• Open Access

A plant-produced influenza subunit vaccine protects ferrets against virus challenge

Authors


Vidadi Yusibov, Fraunhofer USA Center for Molecular Biotechnology, 9 Innovation Way Suite 200, Newark, DE 19711, USA.
Email vyusibov@fraunhofer-cmb.org

Abstract

Background  Influenza A viruses are of major concern for public health, causing worldwide epidemics associated with high morbidity and mortality. Vaccines are critical for protection against influenza, but given the recent emergence of new strains with pandemic potential, and some limitations of the current production systems, there is a need for new approaches for vaccine development.

Objective  To demonstrate the immunogenicity and protective efficacy of plant-produced influenza antigens.

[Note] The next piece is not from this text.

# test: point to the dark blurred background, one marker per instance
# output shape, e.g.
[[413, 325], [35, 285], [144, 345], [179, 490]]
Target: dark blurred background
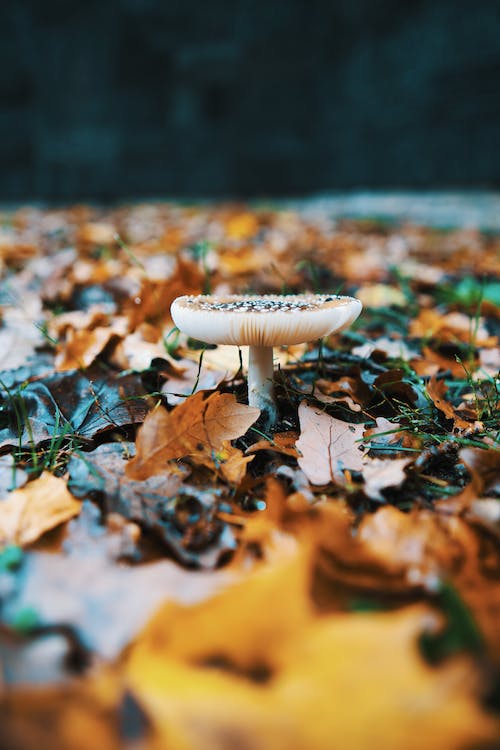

Method  We engineered, using influenza A/Wyoming/3/03 (H3N2) as a model virus, the stem and globular domains of hemagglutinin (HA) produced in plants as fusions to a carrier protein and used purified antigens with and without adjuvant for ferret immunization.

Results  These plant-produced antigens were highly immunogenic and conferred complete protection against infection in the ferret challenge model. The addition of plant-produced neuraminidase was shown to enhance the immune response in ferrets.

Conclusions  Plants can be used as a production vehicle for vaccine development against influenza. Domains of HA can generate protective immune responses in ferrets.